El monumento a la paz se ofrece generoso al viajero que llega o al que se va. Frente a aquella montaña de hierros forjados en símbolos de esperanza cabe una reflexión. ¿Cómo será el monumento interior de cada habitante de El Salvador después de una conflagración inútil, como todas las conflagraciones, por muchos justificativos que queramos encontrarle? ¿De qué materia estará hecha esa talla y qué figura representará? ¿La de una y mil madres llorando por sus hijos arrebatados por la violencia quizás? ¿La de un niño desnutrido devorado por el hambre? ¿Tal vez la figura de un éxodo masivo de hombres, mujeres y niños a tierras de arriba, gélidas y ausentes de amor? ¿O acaso la figura de un esclavo sin futuro ni fe? ¿Cuál sería la forma que se daría a esa estatua recordatoria de la masacre?
Los elementos a moldear son sencillos: la angustia, las plagas, la incertidumbre, el dolor en todas sus manifestaciones, un futuro de sombras. Y, ¿cómo se moldean esos materiales? Creo sin temor a equivocarme que la única mano capaz de moldear esos materiales es la mano del tiempo y la exigencia de cada salvadoreño de velar por el respeto a las reglas del gran juego de la paz.
La primera vez que visité aquel país quedé prendado por su belleza y pujanza, aunque esa pujanza haya sido manipulada hasta derivar en una guerra entre hermanos. No puedo recordar el nombre del teatro en el que ofrecí mi primer recital, pero sí recuerdo con meridiana claridad la emoción de la gente respondiendo generosa a la sugerencia poética de cada canción. Volví al año siguiente y quise cantar para los estudiantes, ésos que como cuando yo lo era andan siempre con los bolsillos vacíos y con el alma plena. Fue en el Aula Magna de la Universidad Nacional y las previsiones de asistencia se vieron desbordadas ampliamente, tanto que hubo algunos desmayos provocados por el intenso calor y los apretujones. Cuando iba a encarar la tercera o la cuarta canción comprendí que aquello podría terminar mal y pregunté por la megafonía si no había un recinto mayor en el predio universitario, o algún lugar abierto en donde pudiésemos caber todos sin temor a accidentes como los que ya se estaban produciendo. Alguien gritó: “¡a la Plaza Roja!”, y hacia allí salimos todos en estampida.
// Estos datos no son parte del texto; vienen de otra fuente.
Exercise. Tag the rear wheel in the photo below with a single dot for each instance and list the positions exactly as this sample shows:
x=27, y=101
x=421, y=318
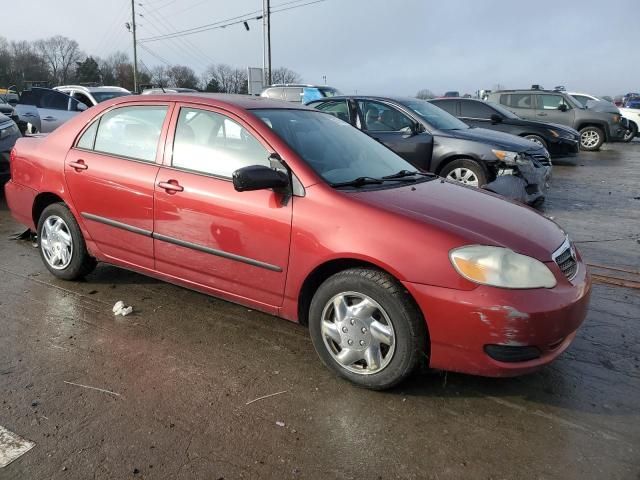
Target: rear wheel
x=631, y=133
x=537, y=139
x=591, y=138
x=62, y=246
x=466, y=171
x=366, y=328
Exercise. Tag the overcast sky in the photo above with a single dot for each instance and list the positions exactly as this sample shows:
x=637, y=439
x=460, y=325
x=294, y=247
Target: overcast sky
x=373, y=46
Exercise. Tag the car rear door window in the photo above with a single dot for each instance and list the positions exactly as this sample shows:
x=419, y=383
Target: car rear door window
x=131, y=132
x=211, y=143
x=379, y=117
x=517, y=100
x=337, y=108
x=474, y=109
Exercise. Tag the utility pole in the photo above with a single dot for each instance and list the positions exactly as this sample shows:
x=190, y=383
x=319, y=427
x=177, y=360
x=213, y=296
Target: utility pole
x=266, y=31
x=135, y=47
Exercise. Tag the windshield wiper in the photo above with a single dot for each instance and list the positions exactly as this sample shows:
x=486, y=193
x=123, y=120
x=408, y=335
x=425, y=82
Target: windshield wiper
x=361, y=181
x=408, y=173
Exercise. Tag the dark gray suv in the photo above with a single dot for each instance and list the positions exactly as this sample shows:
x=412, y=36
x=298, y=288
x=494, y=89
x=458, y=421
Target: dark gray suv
x=553, y=106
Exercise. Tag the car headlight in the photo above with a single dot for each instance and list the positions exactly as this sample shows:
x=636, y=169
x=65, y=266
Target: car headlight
x=510, y=158
x=501, y=267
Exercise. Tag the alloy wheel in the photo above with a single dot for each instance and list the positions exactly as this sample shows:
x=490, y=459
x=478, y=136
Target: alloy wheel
x=358, y=333
x=589, y=139
x=56, y=243
x=464, y=175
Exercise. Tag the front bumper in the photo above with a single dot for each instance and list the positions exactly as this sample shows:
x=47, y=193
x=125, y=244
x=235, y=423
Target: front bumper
x=462, y=324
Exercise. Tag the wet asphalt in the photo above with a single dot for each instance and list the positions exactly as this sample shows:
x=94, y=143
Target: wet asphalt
x=176, y=376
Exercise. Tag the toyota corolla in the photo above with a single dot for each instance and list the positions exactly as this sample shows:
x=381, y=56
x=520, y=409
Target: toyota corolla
x=296, y=213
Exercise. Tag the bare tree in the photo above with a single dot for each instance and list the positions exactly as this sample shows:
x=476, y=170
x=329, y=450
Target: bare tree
x=425, y=94
x=227, y=79
x=60, y=54
x=285, y=75
x=160, y=76
x=182, y=76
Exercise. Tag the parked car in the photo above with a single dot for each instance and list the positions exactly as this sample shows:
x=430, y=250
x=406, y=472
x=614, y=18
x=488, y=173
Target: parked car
x=297, y=93
x=591, y=101
x=557, y=139
x=558, y=107
x=156, y=91
x=9, y=134
x=45, y=109
x=435, y=141
x=305, y=217
x=91, y=96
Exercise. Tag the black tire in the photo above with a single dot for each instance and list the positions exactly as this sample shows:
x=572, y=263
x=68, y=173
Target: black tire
x=631, y=133
x=81, y=263
x=591, y=138
x=466, y=164
x=537, y=139
x=408, y=325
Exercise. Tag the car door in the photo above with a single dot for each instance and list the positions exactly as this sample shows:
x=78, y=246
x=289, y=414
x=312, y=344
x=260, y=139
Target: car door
x=393, y=128
x=205, y=232
x=553, y=108
x=111, y=173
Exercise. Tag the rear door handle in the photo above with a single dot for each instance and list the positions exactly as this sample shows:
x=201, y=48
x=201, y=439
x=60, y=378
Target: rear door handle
x=79, y=165
x=171, y=186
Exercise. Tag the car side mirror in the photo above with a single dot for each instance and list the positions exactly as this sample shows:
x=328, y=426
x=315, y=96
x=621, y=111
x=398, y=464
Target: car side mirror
x=258, y=177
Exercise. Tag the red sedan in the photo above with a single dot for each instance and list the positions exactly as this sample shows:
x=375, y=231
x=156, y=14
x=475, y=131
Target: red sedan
x=296, y=213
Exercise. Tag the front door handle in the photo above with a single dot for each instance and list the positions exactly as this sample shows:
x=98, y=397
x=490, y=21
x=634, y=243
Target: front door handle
x=171, y=186
x=78, y=166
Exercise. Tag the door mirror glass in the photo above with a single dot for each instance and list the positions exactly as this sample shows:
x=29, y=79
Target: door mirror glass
x=258, y=177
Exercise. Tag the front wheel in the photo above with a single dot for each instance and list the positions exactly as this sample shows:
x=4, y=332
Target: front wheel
x=366, y=328
x=631, y=133
x=62, y=246
x=591, y=138
x=465, y=171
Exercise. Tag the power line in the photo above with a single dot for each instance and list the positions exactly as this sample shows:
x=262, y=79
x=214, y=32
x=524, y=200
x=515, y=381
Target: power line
x=229, y=21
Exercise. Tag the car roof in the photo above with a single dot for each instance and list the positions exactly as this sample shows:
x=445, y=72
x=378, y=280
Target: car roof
x=247, y=102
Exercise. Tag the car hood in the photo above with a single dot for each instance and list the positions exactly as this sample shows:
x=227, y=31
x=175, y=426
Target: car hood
x=555, y=126
x=504, y=141
x=476, y=216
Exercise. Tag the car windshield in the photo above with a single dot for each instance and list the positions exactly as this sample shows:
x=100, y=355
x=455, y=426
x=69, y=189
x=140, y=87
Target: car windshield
x=104, y=96
x=435, y=116
x=503, y=111
x=329, y=92
x=334, y=149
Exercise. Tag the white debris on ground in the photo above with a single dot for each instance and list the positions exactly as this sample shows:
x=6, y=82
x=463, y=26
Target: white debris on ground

Yo ignoraba lo que era la Plaza Roja y lo que allí sucedería.
Pues bien, al llegar, una multitud de unos diez mil jóvenes se acomodaron en el césped y yo busqué un lugar en alto desde donde cantar de forma que todos me vieran. Por supuesto, allí no había ni micrófono ni artilugio alguno de comunicación masiva. A mí mismo me dije que si estos chicos estaban interesados en escuchar mi música y mi mensaje, crearían el silencio necesario para que mi voz les llegara a todos y el milagro se hizo. A la luz de las estrellas, que en aquellas calientes tierras pareciera que brillan más que en cualquier parte, empecé a cantar una y otra y otra y otra más todavía, así hasta ocupar más de dos horas. El silencio era total y solamente la tímida voz de algún grillo asombrado y mi voz rompían aquel rito de música y poesía.
A lo largo de mi dilatada carrera como cantor he vivido momentos álgidos de emoción y entrega por mi parte y por parte de la audiencia, pero muy pocos como aquella mágica noche en la Universidad de San Salvador.
No recuerdo cuántos conciertos “profesionales” ofrecimos en aquel viaje, pero sí recuerdo que el último era en un palacio de deportes, y tuvimos que suspender a última hora porque estalló la guerra. Recuerdo que volvimos al hotel a toda prisa, recogimos nuestro equipaje y salimos de volada en dos taxis hacia el aeropuerto de Llopango, que entonces estaba en plena ciudad, y recuerdo también el ruido de disparos y explosiones a ambos lados de la avenida por la que transitábamos.
Aterrorizados llegamos al aeropuerto justo a tiempo para tomar el último avión de la Panamerican que despegó hacia México.
He vuelto innumerables veces a El Salvador y he cantado y lo sigo haciendo en sus teatros y he sido protagonista de muchas cosas vividas allí, pero el recuerdo de aquella irrepetible tarde noche en la Plaza Roja de la Universidad de San Salvador quedará siempre grabada en mi corazón.